Monday, October 20, 2008

Social Networking - Use it or lose it

I have to admit, I am one of the many that can not go a day without checking my Facebook.  Right after I check my e-mail, my cursor goes up and types  It is a dirty habit that I can not stop.  I will say "I am a Facebook abuser!"  

Now that I got that off my chest, social networks are popping up all over the place.  Not only Facebook and MySpace, but more specific social networking sites such as PeopleAggregator or Ning in which you can build a community with others with the same interest.  These can be great tools for the PR practitioner to use.

Everyone knows about Facebook and MySpace, but the article received in class by eMarketer explains that one cite, Ning, has nearly 500,000 social networks with 80,000 new ones popping up each month.  This could be a great tool for PR practitioners to use to go directly to their public because your customers are already filtered for you.

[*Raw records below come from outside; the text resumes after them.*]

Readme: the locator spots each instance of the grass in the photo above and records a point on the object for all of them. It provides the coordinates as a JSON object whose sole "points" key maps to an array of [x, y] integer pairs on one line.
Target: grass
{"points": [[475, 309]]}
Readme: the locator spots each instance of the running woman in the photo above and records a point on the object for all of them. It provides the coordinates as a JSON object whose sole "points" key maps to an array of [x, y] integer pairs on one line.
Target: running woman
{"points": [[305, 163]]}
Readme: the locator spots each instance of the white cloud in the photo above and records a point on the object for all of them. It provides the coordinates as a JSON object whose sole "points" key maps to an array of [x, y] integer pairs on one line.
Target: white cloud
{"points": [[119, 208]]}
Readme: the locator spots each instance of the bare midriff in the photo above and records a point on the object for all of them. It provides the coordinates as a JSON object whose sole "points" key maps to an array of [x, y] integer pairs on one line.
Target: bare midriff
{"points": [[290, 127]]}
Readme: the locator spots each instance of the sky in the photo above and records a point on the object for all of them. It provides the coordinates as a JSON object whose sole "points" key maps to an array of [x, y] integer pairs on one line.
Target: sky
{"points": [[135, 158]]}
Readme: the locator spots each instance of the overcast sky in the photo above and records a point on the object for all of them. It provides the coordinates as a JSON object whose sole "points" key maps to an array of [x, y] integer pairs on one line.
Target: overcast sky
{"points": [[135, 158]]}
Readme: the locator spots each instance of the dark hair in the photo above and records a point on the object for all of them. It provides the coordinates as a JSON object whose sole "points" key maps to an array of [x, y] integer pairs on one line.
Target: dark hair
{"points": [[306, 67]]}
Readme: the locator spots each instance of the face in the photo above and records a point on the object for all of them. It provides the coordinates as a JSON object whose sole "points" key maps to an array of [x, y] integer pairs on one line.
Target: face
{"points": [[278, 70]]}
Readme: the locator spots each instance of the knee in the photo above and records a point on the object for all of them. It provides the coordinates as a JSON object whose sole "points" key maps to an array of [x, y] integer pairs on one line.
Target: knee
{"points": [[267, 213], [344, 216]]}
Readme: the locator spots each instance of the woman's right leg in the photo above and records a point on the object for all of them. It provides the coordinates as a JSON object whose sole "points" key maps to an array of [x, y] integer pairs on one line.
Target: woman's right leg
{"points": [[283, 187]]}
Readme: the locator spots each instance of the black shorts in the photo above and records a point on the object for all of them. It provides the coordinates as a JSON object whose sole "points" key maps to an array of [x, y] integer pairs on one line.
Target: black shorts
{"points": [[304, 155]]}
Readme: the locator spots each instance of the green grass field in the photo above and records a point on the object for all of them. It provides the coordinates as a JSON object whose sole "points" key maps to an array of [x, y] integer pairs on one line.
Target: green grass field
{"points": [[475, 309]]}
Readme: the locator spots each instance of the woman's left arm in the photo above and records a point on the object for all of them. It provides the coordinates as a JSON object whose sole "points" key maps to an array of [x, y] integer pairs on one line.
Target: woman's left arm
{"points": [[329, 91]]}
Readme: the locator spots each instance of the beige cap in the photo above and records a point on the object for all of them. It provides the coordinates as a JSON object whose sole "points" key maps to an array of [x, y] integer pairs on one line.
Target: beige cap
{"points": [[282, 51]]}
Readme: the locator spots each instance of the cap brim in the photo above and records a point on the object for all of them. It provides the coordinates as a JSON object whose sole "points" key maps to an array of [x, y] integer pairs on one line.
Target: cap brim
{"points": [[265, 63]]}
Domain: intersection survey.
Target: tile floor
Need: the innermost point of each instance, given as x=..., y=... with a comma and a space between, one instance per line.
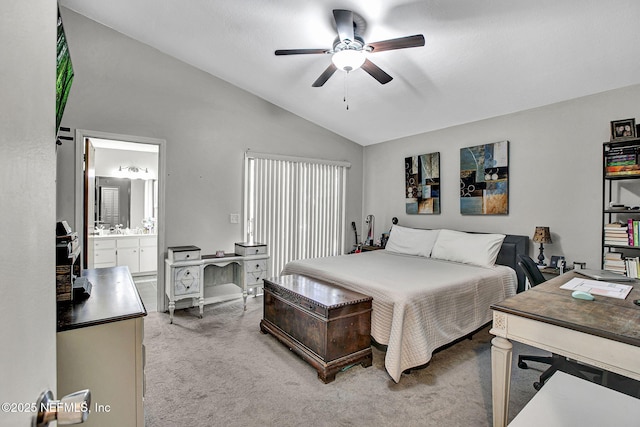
x=147, y=288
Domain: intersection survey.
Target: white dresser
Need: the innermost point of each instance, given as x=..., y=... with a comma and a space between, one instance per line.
x=185, y=268
x=100, y=347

Even though great networking cites are now abundant PR practitioners must use them to their advantage.  One thing they must do is build relationship with their public by directly communicating to them.  They must respond, respond and respond.  If someone tries to communicate directly to your organization through a social media you need to respond to their question to make sure you build that community with them.  Yes, this will take time, but in the long run building a relationship with your customer through a social media is too beneficial to pass up.

Monday, October 13, 2008

RSS - Important?

In class this past week we learned more about RSS (Really Simple Syndication) and why it is important to PR practitioners.  RSS is basically a tool for people to get news or information sent to them.  Someone can set up a webpage through Google and click on the type of news they want to read more about.  Simply by clicking on a RSS tab the news of that company or organization gets sent directly to their website.  

This is very important to PR practitioners because they can get their information straight to their public and not worry about going through the media.  When PR practitioners send press releases to the media they hope to get their information out to their public through a story the media writes about them.  However, if the media does not think their story is worth writing about or sharing, they can simply set it aside and write about something else.  Through RSS the media does not have a say on whether your information gets sent to your customers because it gets sent directly to them.

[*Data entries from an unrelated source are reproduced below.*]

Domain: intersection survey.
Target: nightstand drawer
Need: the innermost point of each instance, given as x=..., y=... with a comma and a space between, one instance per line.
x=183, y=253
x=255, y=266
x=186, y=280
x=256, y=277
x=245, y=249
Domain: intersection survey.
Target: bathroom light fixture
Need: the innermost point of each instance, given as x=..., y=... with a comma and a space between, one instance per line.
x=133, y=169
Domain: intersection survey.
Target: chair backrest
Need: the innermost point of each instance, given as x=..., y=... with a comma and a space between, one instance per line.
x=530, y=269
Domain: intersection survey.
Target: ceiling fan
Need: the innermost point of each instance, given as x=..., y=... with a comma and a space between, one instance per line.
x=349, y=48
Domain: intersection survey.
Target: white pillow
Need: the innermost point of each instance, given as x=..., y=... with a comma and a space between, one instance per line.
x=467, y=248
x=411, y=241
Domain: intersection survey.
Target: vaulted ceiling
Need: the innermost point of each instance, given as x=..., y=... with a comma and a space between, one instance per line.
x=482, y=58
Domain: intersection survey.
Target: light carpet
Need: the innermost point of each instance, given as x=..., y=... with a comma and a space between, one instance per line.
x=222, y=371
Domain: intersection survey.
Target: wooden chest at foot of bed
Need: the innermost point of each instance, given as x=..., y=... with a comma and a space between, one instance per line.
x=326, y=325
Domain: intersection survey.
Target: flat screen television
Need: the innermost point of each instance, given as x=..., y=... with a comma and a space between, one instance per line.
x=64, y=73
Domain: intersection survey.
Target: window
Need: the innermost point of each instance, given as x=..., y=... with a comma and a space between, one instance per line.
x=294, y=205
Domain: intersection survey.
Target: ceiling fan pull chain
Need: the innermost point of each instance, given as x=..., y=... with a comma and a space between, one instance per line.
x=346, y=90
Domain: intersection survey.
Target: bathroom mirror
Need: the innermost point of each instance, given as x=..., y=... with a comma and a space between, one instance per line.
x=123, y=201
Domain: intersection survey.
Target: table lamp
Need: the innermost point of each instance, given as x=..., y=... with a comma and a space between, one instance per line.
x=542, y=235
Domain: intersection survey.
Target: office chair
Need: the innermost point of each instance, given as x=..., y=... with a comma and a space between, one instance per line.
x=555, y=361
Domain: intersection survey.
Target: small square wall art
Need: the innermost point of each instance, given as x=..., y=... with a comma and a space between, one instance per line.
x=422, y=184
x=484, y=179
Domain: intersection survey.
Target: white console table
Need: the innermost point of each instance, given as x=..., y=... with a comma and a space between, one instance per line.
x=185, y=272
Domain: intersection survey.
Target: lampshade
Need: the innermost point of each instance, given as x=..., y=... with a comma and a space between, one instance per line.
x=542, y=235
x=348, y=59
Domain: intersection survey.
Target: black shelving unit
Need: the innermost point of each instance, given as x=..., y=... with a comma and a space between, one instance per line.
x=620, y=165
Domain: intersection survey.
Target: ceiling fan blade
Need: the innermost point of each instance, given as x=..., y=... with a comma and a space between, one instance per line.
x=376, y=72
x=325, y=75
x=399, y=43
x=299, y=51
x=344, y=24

This is a great tool for PR practitioners because of its simplicity.  If the customers wants to know more about you all they have to do is click on the RSS icon and information could get sent to them daily.  PR practitioners need to talk their company into using RSS.  It is a good way to feed your information directly into the people who want to know more about you.

Sunday, October 5, 2008

10 Reasons Your Company Shouldn't Blog

After reading B.l. Ochman's article titled, 10 Reasons Your Company Shouldn't Blog, I realized that I do not agree with her. I agree with her points, but disagree more of the title of the article. I agree that most companies blogs are boring and should not be a blog promoting your business. However, the article's titled should be 10 Things to Think About When Your Company Blogs.

I believe that if a CEO wants to blog about their company, then do it and hopefully they do it well. If the blog they create happens to be boring and does not create the following they wish then that is alright. I think it is alright because if you have 20 followers then that is 20 more people that are getting to know your company and hopefully you. Even though I think this is alright I think companies need to do different things in order to create the following they believe the blog deserves.

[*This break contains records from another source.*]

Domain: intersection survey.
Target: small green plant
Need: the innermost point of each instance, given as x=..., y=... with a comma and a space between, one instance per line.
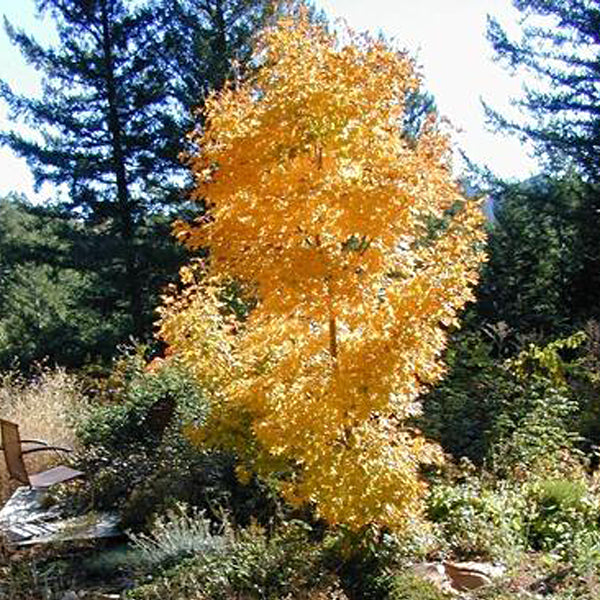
x=563, y=519
x=252, y=566
x=480, y=519
x=178, y=533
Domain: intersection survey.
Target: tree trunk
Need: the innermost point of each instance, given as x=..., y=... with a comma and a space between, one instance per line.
x=125, y=209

I believe that a blog needs to create "buzz" and having a blog that people consider boring will not create that. A CEO needs to be creative and inventive when writing a blog. Do something different. A CEO could easily write about something that has nothing to do with their company and I think that is great. Even though you are not promoting your business or product, the people that read the blog will know that you are a CEO of a company and will be more likely to research your company if they like you. By writing something completely "off topic" you will be creating more "buzz" and in turn you will actually be promoting your company.

I think Ochman's article is great. I do not think she should push people away from blogging. As the class has learned blogging can be a very important part of public relations. I think her article should invite companies to blog, but to caution them on how they blog.